Ahora bien, que una manifestación
cultural tenga valor estético y simbólico no quiere decir que sea
moral (ni legalmente) aceptable, ni que no pueda (por motivos morales
o por otros muchos) mejorar o evolucionar como acontecimiento
cultural. Los taurinos se niegan a suprimir las suertes más crueles
con el toro porque piensan que eso resta autenticidad a la fiesta y
le hace perder su significado. Pero esto responde a una actitud
conservadora que acabará superada con (o por) el tiempo.

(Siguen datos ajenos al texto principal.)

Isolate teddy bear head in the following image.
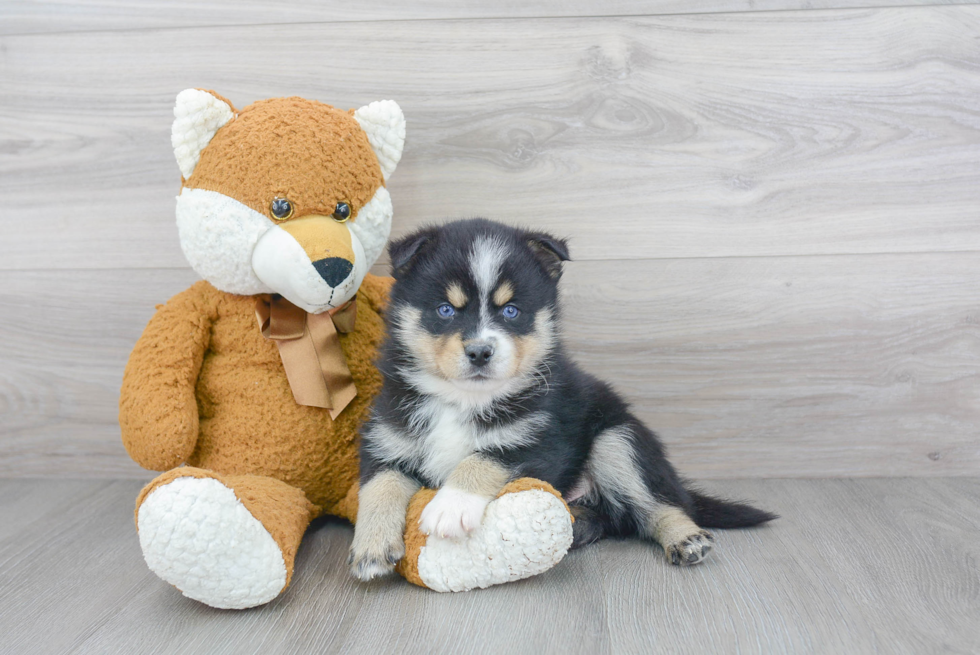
[172,89,405,314]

Seguramente, los que vivieron la época del blues cantado por
esclavos o de la ópera interpretada por castrati dirían algo
parecido a lo que dicen los taurinos (¡esto ya no es blues, o
ópera!) cuando se descubrió que para hacer buena música no hacía
falta esclavizar ni castrar a nadie. Es más: trascender la parte
más, cabe decir, truculenta y literal del complejo simbólico de la
tauromaquia (es decir, la tortura y muerte del toro), aumentaría su
relieve más propiamente estético. En el arte no hace falta que
nadie muera realmente para representar la muerte. El paso gradual de
la literalidad a lo más pura y libremente simbólico es uno de los
rasgos que definen la evolución del arte en todos sus géneros (la
pintura, la música, el teatro, la literatura...), incluso el arte
más popular: un circo sin rastro de animales – como el Circo
del Sol – ha resultado ser
mejor que el circo de animales tradicional. ¿Por qué no
habría de pasar algo similar con las fiestas de toros? ¿Se imaginan
un espectáculo “taurino” en el que ya no se maltratara al animal
– o incluso en el que este estuviera ausente – ? El arte
evoluciona cuando da forma a lo que parece ahora inimaginable.

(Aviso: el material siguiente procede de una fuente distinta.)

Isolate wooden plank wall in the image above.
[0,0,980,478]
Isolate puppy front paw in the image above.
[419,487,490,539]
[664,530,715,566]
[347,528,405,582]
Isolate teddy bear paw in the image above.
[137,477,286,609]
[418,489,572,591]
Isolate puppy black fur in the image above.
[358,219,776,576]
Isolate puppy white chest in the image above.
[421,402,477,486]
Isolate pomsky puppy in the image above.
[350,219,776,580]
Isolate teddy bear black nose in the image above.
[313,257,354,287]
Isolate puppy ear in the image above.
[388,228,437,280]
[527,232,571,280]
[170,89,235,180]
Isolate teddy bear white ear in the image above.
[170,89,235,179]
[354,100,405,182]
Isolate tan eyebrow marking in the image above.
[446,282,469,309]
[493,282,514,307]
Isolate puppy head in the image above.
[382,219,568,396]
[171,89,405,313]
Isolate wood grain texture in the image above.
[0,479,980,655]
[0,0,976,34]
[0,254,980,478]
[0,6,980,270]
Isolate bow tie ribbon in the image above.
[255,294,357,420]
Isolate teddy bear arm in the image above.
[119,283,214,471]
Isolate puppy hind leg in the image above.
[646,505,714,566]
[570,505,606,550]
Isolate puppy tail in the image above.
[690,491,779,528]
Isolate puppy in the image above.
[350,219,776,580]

En cuanto a los presupuestos
filosóficos de los animalistas es obvio que los defensores de la
tauromaquía – a tenor de sus quejas y argumentos – no los
entienden. No se trata de igualar animales y personas, ni de dotar a
los primeros de los mismos derechos que los segundos, sino solo de
entender que aquella dignidad por la que algo pasa de ser
“algo” a ser “alguien” no está tan clara, y que, en la
medida en que racionalmente lo está, nos empuja a considerarla como
algo gradual, y no una propiedad exclusiva de los seres humanos.

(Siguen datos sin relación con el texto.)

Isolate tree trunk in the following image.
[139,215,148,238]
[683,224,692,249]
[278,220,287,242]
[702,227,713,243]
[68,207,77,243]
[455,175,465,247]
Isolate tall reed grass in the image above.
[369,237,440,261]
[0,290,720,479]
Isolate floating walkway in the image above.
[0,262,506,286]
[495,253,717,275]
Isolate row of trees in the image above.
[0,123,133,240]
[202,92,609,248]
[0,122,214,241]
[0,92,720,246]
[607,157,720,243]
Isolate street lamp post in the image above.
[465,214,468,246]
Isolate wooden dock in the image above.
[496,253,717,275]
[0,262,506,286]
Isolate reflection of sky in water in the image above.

Justo por este argumento – más venerable y viejo, en la filosofía,
de lo que parece – resulta justo ser considerados con seres que,
sin ser, obviamente, personas, tampoco son meros mecanismos o cosas,
sino subjetividades ante cuyo sufrimiento – sobre todo,
cuando no es imprescindible – ni el ser humano más embrutecido
puede sentir una absoluta indiferencia.